I'm a dilletante of processor architecture at best, but I think I can explain why chip designers would do this.

My best guess as to why you would design and release a hyperthreaded core is to increase the number of instructions you can retire (i.e. mark as completely executed) per clock cycle. Instructions retired per cycle is one of the primary metrics processor architects use for judging a design.

The enemy of instructions retired per clock cycle is memory accesses and branch mispredictions. When a processor has to go access a cache line or worse, something out in main memory, it has nothing to do but wait. When a branch (i.e. a conditional or loop) is incorrectly speculatively executed (how awesome is it that processors start executing code paths before they even know if its the right thing to do?) they end up in the same predicament. Cache misses and branch mispredictions are at best a recipe for some overhead, and at worst a recipe for waiting around on main memory.

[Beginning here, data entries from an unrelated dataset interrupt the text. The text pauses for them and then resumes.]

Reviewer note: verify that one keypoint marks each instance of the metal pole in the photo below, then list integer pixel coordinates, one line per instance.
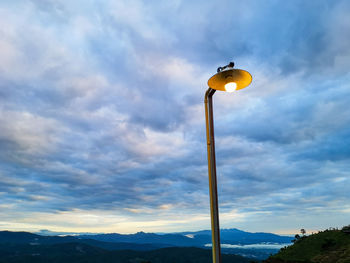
(214, 209)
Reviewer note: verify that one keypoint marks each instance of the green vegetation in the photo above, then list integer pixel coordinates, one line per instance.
(83, 253)
(329, 246)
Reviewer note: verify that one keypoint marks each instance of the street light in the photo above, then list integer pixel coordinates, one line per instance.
(227, 79)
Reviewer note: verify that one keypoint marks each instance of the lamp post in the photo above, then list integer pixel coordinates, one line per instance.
(227, 79)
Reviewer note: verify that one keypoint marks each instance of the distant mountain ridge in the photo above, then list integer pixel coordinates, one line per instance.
(198, 238)
(233, 241)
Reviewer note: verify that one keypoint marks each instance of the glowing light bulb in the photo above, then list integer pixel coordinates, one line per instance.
(231, 86)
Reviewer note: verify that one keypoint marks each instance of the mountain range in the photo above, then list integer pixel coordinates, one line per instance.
(234, 241)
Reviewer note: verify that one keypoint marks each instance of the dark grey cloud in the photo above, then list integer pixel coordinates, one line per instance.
(101, 111)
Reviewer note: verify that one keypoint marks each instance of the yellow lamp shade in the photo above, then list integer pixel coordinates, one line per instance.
(230, 80)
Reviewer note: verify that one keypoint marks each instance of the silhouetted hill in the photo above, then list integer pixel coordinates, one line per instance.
(198, 239)
(330, 246)
(33, 239)
(236, 236)
(77, 253)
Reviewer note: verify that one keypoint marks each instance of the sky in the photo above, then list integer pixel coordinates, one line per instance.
(102, 117)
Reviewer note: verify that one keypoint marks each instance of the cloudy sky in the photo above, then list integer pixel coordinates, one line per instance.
(102, 117)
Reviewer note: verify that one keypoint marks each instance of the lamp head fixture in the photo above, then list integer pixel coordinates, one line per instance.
(230, 79)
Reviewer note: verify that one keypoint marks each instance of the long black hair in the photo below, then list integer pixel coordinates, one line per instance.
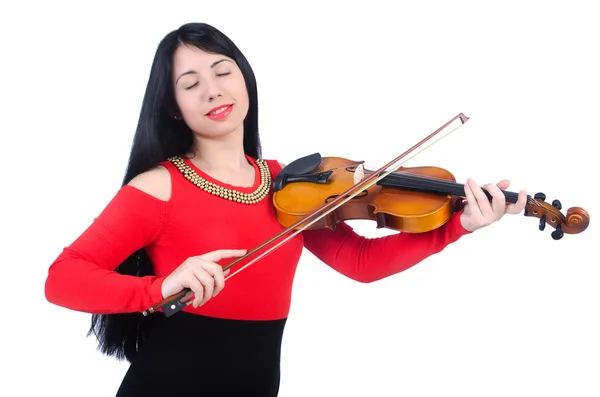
(159, 136)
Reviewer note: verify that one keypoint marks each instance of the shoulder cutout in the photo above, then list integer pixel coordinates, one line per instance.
(156, 182)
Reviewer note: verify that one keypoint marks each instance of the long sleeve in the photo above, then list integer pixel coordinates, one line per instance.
(371, 259)
(83, 277)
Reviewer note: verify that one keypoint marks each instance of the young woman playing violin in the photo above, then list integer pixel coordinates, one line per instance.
(197, 193)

Hyperthreading attempts to solve this problem by keeping extra programs (threads or processes) waiting in the wings, ready to start executing as soon as another pauses due to needing something from main memory. This means our execution units, the things that actually do math and execute the logic of a program, are (almost) always utilized and retiring instructions. And that gets us to our happy place of a higher instructions retired per clock cycle.

Why not just throw more execution units in and have real cores ready to work? I'm not sure, there must be something about how modern processor pipelines work that I don't know which makes it too expensive to implement. That said, hyper threading (as I understand it) is a pretty clever hack for improving the efficiency of a processor.